Simply put, regression is used for modelling the relationship among variables. Historical or observed data points for variables under study are put into regression model.
Regression involves fitting a linear equation between dependent and independent variables (Dependent variable is the outcome/response variable and independent variable is a factor affecting dependent variable).
Objectives of regression
- Analyse the relationship among variables
- Level of influence of factors (independent variables) on the outcome variable
- Useful in prediction of outcome variable for a given level of factor/independent variable.
A company wants to analyse the relationship of revenues (Sales) and advertising spend. Here, the outcome/response variable is ‘Sales’ and the factor (Independent variable) affecting it is ‘Advertising spend’.
Once the assumptions are met and a reliable regression model is developed, it could be used to predict the sales in future for a given level of advertising spend. One should be however cautious as many other factors apart from advertising spend influence the sales numbers.
Simple linear regression
Only one independent variable or factor is involved in regression
Dependent variable as a function of independent variables
y = f(x1, x2, x3, x4, …., xn)
In Simple linear regression we have only one factor, the equation becomes
y = f(x1)
As we are fitting a straight line (finding a linear relationship), equation becomes
y = b0 + b1x1
y is dependent variable
x1 is independent variable
b0 is the y-intercept and
b1 is the slope of the equation
Scatterplot and the best fit line
It is good to have a visual depiction of available data so as to broadly understand the trends and patterns.
In regression model, we fit a straight line or equation that best fits the data as shown below
Equation of best fit line in above plot is
y = 89,290 + 2.6129 x
Errors or residuals in regression
Values of y given in the dataset could be represented as
y = 89,290 + 2.6129 x + e
Where e is the error term or residual value
- e is +ve if the value of y for a datapoint is above regression line
- e is -ve if the value of y for a datapoint is below regression line
Error = Actual y value – calculated y value using regression equation
Hence, the residual value or error is defined as the vertical distance between the datapoint and the regression equation.
We will see in our next section how to build regression equation; rest of this section is focused on assumptions of regression model.
Assumptions of linear regression
- Linear relationship between dependent variable and independent variables
- Normal distribution of residuals with zero mean and fixed variance
- Errors are independent of each other and do not form a pattern
- values of x (Independent variable) are not random; it means there is no error associated in measuring the variable x.
Below is a brief explanation of these assumptions; we will once again deal with them in our next section while we discuss on fit of the regression line and how good the developed model is!
As we are fitting a linear equation to explain the relationship between y and x, it is assumed that these variables indeed have a true linear relationship.
Imagine a case (example below), where the relationship between y and x is clearly non-linear but we are trying to fit a linear equation!
Similarly, the below example show where the relationship between y and x is not close to linear.
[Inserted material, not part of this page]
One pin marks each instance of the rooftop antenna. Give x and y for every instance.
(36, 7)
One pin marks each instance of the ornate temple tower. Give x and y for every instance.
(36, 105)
Tests for linear relationship
- Scatter plot, correlation coefficient and slope of the regression equation provide an idea on linear relationship between y and x
- Correlation coefficient close to zero – NO linear relationship
- Slope of the line should be either +ve or –ve for linear relationship
Distribution of errors
Errors or residuals should be spread on either side of regression line with mean zero and have a fixed variance. Also, these residuals should form a normal distribution.
In cases where the distribution is non-normal, still regression could be performed (methods used in such cases are discussed in coming sections)
Values of y at each value of x must be normally distributed
Variance of y at each value of x is same (homogeneity of variances)
Errors are independent of each other
Errors should not increase or decrease as x increases. This means errors must be purely random and they should not form a pattern. They should not be increasing or decreasing with time.
Errors must be ‘Purely random’; if they are not random and form a pattern, they must have been accommodated in our regression equation!!
We can observe this distribution by plotting residuals vs x values.